之后我可以按列 'ID' 将新数据框合并到原始数据框。
....
model = sm.OLS(Y, X).fit()
predictions = model.predict(X)
print_model = model.summary()
print(predictions)
0 401.094849
1 420.949054
2 407.918627
4 363.367876
8 255.865852
...
1556 430.050556
1558 292.949037
1559 306.011285
1560 412.041196
1561 360.829533
Length: 958, dtype: float64
5 366.159418
12 204.606629
18 400.767161
20 401.544449
21 267.192577
...
1530 384.151730
1533 275.356699
1539 376.165539
1543 334.024327
1547 272.197374
Length: 205, dtype: float64
我试图将 predictions 变量转换为列表或字典,但无法弄清楚如何连接所有四个表。可能是简单的解决方案,但我找不到它。
更新3
这对你有用吗?
df = pd.read_csv("df.csv", sep=";")
df_coef =[]
status = list(set(df['status']))
for status in status:
df_redux = df[df['status']==status]
X = df_redux[['a', 'b', 'c', 'd']]
Y = df_redux['y_Values']
model = sm.OLS(Y, X).fit()
predictions = model.predict(X)
stats_2 = pd.read_html(model.summary().tables[1].as_html(),header=0,index_col=0)[0]
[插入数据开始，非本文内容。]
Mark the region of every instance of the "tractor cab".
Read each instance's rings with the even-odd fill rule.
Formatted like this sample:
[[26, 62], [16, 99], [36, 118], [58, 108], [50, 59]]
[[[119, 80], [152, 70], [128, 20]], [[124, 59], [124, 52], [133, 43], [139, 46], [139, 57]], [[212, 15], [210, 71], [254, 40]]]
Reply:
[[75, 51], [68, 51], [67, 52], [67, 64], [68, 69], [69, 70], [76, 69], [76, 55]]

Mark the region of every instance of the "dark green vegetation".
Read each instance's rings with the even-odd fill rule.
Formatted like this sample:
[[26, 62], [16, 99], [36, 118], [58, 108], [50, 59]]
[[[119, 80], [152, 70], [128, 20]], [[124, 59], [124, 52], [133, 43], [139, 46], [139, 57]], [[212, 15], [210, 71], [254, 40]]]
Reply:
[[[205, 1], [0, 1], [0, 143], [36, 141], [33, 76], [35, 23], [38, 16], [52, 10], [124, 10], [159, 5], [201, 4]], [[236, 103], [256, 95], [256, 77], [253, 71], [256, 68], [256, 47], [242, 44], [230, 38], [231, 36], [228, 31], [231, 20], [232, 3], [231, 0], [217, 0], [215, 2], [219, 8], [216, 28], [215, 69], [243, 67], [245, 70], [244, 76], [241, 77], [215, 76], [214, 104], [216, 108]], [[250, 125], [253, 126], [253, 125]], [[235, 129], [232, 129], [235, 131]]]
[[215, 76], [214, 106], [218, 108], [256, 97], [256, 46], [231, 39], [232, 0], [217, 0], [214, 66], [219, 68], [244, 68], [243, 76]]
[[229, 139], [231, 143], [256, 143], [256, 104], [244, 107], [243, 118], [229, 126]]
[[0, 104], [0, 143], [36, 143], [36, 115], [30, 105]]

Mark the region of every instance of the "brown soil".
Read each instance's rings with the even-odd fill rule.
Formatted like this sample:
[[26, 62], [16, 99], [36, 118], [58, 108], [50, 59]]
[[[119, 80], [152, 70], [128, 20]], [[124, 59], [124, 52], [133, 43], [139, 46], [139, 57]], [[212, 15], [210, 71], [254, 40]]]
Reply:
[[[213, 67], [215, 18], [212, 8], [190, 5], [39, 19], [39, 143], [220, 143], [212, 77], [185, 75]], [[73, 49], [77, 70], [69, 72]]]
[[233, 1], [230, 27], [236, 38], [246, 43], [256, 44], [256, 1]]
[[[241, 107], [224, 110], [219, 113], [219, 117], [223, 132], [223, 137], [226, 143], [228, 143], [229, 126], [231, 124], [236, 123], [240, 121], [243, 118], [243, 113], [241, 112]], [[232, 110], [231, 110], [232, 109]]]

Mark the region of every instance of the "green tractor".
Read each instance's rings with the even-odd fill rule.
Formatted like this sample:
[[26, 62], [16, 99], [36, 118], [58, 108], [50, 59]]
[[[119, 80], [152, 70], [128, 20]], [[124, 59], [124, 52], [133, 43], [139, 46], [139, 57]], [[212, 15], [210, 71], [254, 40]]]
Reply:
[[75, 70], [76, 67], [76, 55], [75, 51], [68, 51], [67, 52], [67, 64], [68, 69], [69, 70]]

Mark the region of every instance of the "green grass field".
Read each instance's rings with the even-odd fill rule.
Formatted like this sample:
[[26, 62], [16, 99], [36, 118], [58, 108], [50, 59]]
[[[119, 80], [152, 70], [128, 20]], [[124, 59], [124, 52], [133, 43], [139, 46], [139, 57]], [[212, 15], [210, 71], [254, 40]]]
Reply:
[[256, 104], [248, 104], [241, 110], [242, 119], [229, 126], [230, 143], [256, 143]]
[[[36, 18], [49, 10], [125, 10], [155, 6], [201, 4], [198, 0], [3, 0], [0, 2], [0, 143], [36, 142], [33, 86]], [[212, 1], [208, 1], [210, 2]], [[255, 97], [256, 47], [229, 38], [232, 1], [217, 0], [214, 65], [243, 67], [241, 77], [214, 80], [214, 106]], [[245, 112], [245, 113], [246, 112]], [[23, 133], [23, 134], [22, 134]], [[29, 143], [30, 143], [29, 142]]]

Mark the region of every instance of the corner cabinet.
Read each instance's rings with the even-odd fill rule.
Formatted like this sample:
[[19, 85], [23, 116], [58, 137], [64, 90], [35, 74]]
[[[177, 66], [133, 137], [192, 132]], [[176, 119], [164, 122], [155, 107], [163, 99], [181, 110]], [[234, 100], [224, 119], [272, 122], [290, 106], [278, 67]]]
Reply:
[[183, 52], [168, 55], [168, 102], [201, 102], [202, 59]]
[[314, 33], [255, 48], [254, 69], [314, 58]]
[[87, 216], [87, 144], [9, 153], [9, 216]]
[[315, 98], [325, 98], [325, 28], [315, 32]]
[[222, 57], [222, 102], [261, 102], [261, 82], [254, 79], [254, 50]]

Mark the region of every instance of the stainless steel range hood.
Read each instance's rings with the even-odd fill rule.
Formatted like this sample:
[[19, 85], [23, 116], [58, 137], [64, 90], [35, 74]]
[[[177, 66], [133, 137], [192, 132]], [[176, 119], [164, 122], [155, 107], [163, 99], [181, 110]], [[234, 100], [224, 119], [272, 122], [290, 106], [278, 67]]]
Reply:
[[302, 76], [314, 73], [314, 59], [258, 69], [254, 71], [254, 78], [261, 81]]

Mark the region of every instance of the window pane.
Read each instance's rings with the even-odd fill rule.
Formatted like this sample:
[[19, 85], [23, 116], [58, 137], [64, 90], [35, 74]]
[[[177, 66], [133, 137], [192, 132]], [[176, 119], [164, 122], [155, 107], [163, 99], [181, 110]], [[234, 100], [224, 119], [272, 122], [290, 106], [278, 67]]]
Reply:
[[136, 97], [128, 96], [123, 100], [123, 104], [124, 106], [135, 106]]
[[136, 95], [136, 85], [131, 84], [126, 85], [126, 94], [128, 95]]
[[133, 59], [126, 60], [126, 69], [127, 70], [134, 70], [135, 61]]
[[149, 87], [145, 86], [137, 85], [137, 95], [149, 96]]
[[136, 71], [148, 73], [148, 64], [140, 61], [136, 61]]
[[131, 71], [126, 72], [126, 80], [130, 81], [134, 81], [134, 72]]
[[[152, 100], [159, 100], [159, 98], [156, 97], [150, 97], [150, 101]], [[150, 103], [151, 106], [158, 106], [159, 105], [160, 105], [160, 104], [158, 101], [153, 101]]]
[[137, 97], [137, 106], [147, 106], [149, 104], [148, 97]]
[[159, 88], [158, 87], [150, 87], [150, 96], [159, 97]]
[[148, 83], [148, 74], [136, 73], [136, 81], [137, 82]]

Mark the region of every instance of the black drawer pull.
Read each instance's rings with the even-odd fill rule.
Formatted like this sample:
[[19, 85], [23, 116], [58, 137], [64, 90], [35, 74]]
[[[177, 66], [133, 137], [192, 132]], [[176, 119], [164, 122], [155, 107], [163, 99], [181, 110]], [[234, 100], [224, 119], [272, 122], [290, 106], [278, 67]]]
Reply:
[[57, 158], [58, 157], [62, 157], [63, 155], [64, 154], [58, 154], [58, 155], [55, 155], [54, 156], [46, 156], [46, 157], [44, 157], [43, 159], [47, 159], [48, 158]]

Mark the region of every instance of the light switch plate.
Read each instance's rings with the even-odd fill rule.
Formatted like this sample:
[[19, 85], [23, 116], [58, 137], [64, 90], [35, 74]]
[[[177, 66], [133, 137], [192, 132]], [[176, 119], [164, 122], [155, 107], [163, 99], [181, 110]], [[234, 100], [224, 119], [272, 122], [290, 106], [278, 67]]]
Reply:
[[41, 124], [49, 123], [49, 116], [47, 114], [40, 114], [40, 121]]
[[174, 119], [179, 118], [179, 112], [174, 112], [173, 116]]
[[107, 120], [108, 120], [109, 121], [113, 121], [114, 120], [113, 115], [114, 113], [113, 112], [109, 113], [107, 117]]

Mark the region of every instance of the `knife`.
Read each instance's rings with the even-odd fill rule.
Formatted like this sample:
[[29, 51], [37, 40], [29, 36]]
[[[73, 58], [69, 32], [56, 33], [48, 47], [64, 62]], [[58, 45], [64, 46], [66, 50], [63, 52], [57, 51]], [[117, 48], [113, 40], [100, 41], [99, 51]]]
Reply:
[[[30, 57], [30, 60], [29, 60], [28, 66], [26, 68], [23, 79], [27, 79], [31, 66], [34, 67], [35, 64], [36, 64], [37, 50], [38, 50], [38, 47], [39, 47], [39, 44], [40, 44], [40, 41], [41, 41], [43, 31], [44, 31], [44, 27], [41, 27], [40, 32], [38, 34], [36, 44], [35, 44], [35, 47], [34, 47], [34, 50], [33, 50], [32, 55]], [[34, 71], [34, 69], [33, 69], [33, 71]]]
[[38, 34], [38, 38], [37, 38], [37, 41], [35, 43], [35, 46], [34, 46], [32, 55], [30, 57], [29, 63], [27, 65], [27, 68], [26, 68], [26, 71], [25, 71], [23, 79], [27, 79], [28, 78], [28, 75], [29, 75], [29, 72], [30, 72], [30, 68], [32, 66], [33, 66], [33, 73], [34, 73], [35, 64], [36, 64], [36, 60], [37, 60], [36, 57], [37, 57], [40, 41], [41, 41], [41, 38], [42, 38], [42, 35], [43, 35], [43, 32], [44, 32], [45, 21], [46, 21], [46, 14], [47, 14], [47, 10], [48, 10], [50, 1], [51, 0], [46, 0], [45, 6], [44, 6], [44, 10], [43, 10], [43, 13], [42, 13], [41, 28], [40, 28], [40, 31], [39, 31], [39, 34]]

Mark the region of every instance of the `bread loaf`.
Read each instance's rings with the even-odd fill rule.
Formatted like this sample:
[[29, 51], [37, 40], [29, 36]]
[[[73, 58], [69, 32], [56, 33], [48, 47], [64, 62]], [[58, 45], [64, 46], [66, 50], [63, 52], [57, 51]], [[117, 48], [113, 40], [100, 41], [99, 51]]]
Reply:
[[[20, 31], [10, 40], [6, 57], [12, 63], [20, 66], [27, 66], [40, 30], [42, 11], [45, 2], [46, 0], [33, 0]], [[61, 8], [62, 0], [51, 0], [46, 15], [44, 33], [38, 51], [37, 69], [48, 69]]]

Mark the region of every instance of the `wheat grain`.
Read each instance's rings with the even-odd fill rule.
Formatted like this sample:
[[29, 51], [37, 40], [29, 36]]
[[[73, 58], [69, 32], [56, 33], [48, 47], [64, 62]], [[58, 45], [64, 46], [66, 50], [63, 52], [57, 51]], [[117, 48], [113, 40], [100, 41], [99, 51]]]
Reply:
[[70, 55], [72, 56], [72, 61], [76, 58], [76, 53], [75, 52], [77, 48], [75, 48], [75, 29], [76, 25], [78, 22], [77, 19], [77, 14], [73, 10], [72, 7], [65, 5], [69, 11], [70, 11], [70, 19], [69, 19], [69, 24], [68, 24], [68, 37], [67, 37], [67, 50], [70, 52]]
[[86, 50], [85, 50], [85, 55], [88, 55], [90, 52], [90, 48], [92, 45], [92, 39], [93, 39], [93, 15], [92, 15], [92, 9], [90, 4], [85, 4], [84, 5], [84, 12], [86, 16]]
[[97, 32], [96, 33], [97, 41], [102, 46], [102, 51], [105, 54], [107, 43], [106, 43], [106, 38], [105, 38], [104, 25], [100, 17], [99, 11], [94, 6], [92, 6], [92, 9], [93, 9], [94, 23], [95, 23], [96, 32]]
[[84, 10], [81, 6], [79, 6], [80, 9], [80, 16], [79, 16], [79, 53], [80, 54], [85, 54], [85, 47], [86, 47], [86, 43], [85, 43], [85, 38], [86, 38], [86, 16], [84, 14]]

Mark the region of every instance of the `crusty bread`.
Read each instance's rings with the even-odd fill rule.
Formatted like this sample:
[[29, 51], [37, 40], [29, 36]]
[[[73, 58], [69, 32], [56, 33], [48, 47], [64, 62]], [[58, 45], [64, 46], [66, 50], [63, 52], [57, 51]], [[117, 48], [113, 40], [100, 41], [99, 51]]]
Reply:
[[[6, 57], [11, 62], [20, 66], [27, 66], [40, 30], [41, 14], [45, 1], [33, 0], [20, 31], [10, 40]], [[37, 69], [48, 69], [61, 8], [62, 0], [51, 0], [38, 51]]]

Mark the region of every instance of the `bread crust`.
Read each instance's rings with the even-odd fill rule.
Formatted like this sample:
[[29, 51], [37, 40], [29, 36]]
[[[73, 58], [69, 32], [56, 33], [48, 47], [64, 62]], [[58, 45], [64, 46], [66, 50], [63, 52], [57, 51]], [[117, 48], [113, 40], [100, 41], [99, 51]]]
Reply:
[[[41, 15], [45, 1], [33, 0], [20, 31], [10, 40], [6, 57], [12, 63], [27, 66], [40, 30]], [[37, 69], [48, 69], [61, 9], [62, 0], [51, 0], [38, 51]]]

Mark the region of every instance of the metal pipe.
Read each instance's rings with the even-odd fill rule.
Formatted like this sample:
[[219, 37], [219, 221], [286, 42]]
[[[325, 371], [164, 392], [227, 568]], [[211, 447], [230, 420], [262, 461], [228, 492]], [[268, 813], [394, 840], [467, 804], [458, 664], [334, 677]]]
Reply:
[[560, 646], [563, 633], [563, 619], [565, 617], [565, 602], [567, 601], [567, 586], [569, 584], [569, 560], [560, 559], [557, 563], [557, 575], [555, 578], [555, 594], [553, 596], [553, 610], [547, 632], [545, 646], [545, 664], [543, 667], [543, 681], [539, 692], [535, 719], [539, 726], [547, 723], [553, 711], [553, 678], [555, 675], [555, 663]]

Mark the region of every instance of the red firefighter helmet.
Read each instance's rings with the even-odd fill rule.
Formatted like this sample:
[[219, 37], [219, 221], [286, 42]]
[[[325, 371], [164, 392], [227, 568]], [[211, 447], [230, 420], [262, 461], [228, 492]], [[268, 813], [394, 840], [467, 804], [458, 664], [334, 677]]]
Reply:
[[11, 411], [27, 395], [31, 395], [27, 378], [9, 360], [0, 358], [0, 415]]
predictions = pd.DataFrame(predictions, columns = ['predictions'])
gf = pd.concat([predictions, df_redux], axis=1)
df_coef.append(gf)
all_coef = pd.concat(df_coef)
产生:
predictions ID status y_Values a b c d
0 150.51 1 1 150.51 0.26 23 0.151 1.215
1 153.11 2 1 153.11 0.86 14 0.156 1.651
2 189.32 3 1 189.32 0.46 51 0.151 2.154
4 189.65 5 4 189.65 0.91 11 0.123 2.104
5 144.23 6 4 144.23 0.69 16 0.178 3.515
6 198.02 7 4 198.02 0.62 18 0.891 1.561
3 145.65 4 9 145.65 0.46 62 0.157 3.145
7 178.09 8 9 178.09 0.91 22 0.156 9.155
请注意,在此处的示例中,由于缺少数据,y_Values 和 predictions 将重合。